Top officials at the Syrian ministry said on Saturday that at least 235 of its employees have lost their lives as a result of terrorist attacks on oil refineries and natural gas production plants across the country.
It added that various acts of terror have also resulted in the injury of 64 people employed at Syria’s oil and gas industry.
Additionally, terrorist groups have abducted 112 workers from Syrian oil and gas fields.
The Syrian petroleum ministry added that the war-ravaged country was able to produce about 31.4 million barrels of crude oil throughout last year, equal to an average of 85.9 thousand barrels per day.
While some 16,000 barrels of crude oil are estimated to have been transported on a daily basis to petroleum refining facilities in order to be transformed into products such as petrol, kerosene, diesel oil and fuel oil, more than 70,000 barrels per day of oil have been stolen by U.S. occupation forces and their allied terrorists, the ministry said.
On January 26, the U.S. military used more than a hundred tanker trucks to smuggle crude oil from Syria’s northeastern province of Hasakah to neighboring Iraq.

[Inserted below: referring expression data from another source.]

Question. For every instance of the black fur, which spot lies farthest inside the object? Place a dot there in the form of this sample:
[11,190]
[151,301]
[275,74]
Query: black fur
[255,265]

Syria’s official news agency SANA, citing local sources in al-Ya’rubiyah town, reported at the time that a convoy of 130 tankers left Syria through al-Waleed border crossing, and headed towards Iraqi territories.
The sources added that Kurdish-led militants from the so-called Syrian Democratic Forces (SDF) escorted the U.S. military convoy until it arrived at the border crossing.
The U.S. military has stationed forces and equipment in eastern and northeastern Syria, with the Pentagon claiming that the deployment is aimed at preventing the oilfields in the area from falling into the hands of Daesh terrorists.
Damascus, however, says the unlawful deployment is meant to plunder the country’s resources.
Former U.S. president Donald Trump admitted on several occasions that American forces were in Syria for its oil.